Dentistry set to embrace 3D printing
Here’s another interesting application of 3D printing – dentistry. In fact application of 3D printing in this field makes sense as well, mainly because an integral part of dentistry is fitting that varies from case to case. Creating one time unique dental shape is the day-to-day business of dentists and 3D printing write fully fits in this role and aids the dentists accordingly. That's the prime reason behind the involvement of several large commercial 3D printer manufacturers in 3D printing market. But what exactly is the role of 3D printers in dentistry is worth knowing? Here are certain valuable benefits that dental companies get when they apply 3D printing in their work area. Generally speaking 3D printing:
Provides access to new industrially controlled and prefabricated output that are almost defect free
Traditionally speaking, dental technicians are referred to as artists. They rely on steady hands and expert eyes to prepare jaws, crowns, bridges, inlays, onlays, veneers, and frameworks.

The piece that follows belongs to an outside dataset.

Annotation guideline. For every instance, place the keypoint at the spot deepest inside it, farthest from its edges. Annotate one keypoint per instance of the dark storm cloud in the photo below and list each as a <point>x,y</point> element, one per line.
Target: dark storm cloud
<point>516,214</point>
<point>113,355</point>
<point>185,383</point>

No matter how refined their work is, there is always a decent scope of improvement when it comes to precision and time required for the desired output to come into being. That’s where 3D printing comes in as something which is more than handy. It comes with tools such as a 3D scanner, CAD/CAM software and off-course a 3D printer that yields an almost defect free output.
Yields higher quality and reproducibility
Since the lineaments of 3D printing are instruments which are extremely reliable, the outputs that the entire process yields are of considerably higher quality than those followed in traditional means. And not to mention, with CAD/CAM acting as a pivot around which 3D printing revolves, reproducibility is fast and accurate.
Brings considerably improved precision planning and efficiency to the fore
3D printing enables dental companies world over to maintain high dental model accuracy. This in turn aids them to precisely plan the targets that they intend to achieve over the course of time.
So it is safe to assume that sometime in the near future we may look back at 2012 as the year when the dental laboratory industry moved beyond the traditional manual workflow model towards an all-digital design and manufacture process that keeps 3D printing at its center of operation.